CT Day 12: A Pass Beyond Hope

 July 10
Miles: 16.1
Trail Mile: 205

CW1 Mile 5.6 to CW2 Mile 11.9

Kick. Jab. Jab. Step. I kick another step into the soft snow, burry my poles deep and inch closer to the top of the cornice. Don’t look down, don’t look down, I repeat to myself. But it doesn’t really matter; I know what lurks just a (mis)step away: a vertical wall of snow that drops right off onto the steep, steep rocky slopes of Lake Ann Pass. There can be no mistakes here.

Lake Ann Pass isn’t even our first pass of the day. We went over Hope Pass early this morning, back when the skies were clear and the snow patches at non-lethal angles. Hope Pass was incredible, with strings of prayer flags and an incredible reveal of snowy peaks as you walk over the top.


 It also has to be one of the steepest climbs on the Colorado Trail, thankfully we had the fortitude to drag ourselves halfway up last night. This didn’t exactly help with the down-side, but the views were new and kept opening up into ever more striking vistas. Lake Ann, then, is the pass beyond Hope. And, with a significant cornice lingering at the top – a steep wall of overhanging snow blocking the way – it is the number one reason people are still skipping the Collegiate West Route for the lower, easier East option. Based on the number of hikers we saw today (none doing a CT thru), the steep snow is enough to keep most people away. Even the CDT hikers seemed scarce.

But as we near Lake Ann, the clouds do their usual noon thing with the sound of the sky-furniture being rearranged upstairs. So we alternate between walking slowly, and hiding from the intermittent rain, hoping the storm will blow over soon so we can get over the pass while the snow is at its midday safest-soft (we would need our microspikes that we sent home for morning ice). But the dark clouds refuse to move on, instead settling right on top of the pass and grumbling their discontent for hours on end, as if they too can’t figure out how to navigate the obstacle. 

Finally, the thunder seems distant enough to pop out above the tree line. I still want to attempt the pass, but am hesitant about the conditions. There’s an optipn to climb around the snow, but surely the rocks are wet and slippery from the rain? And the cliffs look as treacherous as the snow, and for much longer. Just as I really begin to worry about what to do, a CDT hiker comes our way, the first and only person we’ve met whose been over Lake Ann Pass today. He assures us that the snow is soft and sticky and that we will be fine. “But an older CDT hiker told me, one slip and I would die,” counters Steph (true story. He also seemed shocked that she would even attempt such a feat in a skirt). “You won’t slip” assures the CDT hiker and that is that.

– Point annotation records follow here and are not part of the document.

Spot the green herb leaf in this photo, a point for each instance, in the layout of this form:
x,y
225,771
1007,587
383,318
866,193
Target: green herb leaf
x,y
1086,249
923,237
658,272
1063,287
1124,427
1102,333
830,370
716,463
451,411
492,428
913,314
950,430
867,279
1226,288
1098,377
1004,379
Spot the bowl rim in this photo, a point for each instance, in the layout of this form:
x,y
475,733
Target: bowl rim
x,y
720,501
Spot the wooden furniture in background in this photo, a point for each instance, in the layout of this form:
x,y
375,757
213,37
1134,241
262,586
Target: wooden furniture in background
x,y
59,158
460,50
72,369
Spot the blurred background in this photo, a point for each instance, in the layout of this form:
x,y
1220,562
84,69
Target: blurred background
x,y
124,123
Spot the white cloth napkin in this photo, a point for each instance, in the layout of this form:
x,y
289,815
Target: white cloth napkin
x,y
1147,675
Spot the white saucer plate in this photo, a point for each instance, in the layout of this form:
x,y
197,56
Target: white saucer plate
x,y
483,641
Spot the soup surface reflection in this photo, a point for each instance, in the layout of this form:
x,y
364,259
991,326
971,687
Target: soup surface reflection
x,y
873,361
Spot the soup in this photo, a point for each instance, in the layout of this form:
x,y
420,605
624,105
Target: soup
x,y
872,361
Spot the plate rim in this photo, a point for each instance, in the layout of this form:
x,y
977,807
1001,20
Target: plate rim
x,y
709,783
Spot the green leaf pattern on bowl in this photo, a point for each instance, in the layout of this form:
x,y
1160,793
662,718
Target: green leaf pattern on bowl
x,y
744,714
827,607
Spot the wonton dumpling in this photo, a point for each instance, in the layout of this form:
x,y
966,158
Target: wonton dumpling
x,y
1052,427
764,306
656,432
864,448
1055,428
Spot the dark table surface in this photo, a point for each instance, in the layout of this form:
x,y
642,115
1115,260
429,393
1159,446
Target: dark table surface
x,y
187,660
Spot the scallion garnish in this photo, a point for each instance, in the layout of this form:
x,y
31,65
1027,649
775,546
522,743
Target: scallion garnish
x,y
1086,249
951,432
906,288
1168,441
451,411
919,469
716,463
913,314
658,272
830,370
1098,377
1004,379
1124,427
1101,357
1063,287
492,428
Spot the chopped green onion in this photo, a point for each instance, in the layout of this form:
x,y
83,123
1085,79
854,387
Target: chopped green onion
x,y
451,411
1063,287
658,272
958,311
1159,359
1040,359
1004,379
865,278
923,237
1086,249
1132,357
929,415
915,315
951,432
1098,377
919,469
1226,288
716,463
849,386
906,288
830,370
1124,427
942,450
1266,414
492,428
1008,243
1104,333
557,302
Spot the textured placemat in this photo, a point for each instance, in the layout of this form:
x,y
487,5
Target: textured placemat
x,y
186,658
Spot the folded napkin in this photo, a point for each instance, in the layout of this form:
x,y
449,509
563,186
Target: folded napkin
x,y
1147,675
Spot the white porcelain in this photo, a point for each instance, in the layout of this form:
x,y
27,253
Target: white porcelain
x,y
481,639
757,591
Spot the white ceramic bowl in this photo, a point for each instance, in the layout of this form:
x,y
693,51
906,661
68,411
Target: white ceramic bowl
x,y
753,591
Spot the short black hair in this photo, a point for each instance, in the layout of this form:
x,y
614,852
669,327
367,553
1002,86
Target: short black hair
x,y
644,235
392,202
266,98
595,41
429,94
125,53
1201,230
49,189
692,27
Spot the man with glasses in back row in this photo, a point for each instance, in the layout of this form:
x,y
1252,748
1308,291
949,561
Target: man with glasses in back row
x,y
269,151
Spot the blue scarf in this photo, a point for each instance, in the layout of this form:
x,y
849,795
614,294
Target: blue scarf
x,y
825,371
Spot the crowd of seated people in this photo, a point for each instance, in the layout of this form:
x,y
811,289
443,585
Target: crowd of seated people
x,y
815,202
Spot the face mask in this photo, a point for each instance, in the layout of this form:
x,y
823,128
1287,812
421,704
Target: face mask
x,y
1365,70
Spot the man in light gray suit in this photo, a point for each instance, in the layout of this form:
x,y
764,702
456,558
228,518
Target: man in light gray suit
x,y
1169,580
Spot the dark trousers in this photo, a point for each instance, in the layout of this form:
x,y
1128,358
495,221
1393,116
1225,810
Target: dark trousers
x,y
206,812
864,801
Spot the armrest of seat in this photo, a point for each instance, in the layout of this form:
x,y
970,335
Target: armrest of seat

Though the pass and associated nerves are looming, we can’t resist mini-side trip to Lake Ann proper. Snow and green and rock reflections swirl together on the surface, like marble, following is up the slope. 

Lake Ann Pass with lingering cornice (the overhanging snow bank up on the saddle)

It would be such a lovely place to camp, but neither of us can stand the idea of spending so long with the intimidating pass in plain view. I go first, taking charge of route finding and mentally break the pass into manageable challenges: to the end of the obvious trail; across the rock field; up to the cairn; across the safe snow; up the switchbacks. These all become, achievable, quite safe, and even fun tasks. Except in the end, the cornice remains. The path over the snow is obvious at this point, as we were told. Good steps have been kicked in, though they have melted quickly with the warm weather. And, in line with the accounts of those who were not inclined to downplay the risk (thank you Walkabout and Skipper!), the way is treacherous and exposed.

The first section is the steepest, like climbing a ladder made of snow. A third of the way up I stifle a minor panic, calm my self into continuing up the almost-vertical slope with the realization that going down would be worse than forward. The pass is doable with my intro snow skills, trail runners and hiking poles, but it is no joke. 

The second section is far less steep, but traverses the very edge of the drop off. I am so focused time seems irrelevant, I can’t even hear Steph following my steps. I’m somewhere beyond fear. It’s just me and this snowbank in the sky. Kick. Jab. Jab. Step. For five minutes? For thirty minutes? Forever? Until I am over the top and off the other side back on dry ground. We dance around the top of the pass chanting “We didn’t die! We’re not dead!”. Not dying, of course, is on top of my daily to do list. Just as photos always downplay the angles of slopes (and none were taken where it was most dangerous), today’s miles cannot possibly reflect the actual accomplishment. Of two massive passes, of conquering fears, of traversing the magical land that is the Collegiate West with almost no one else around.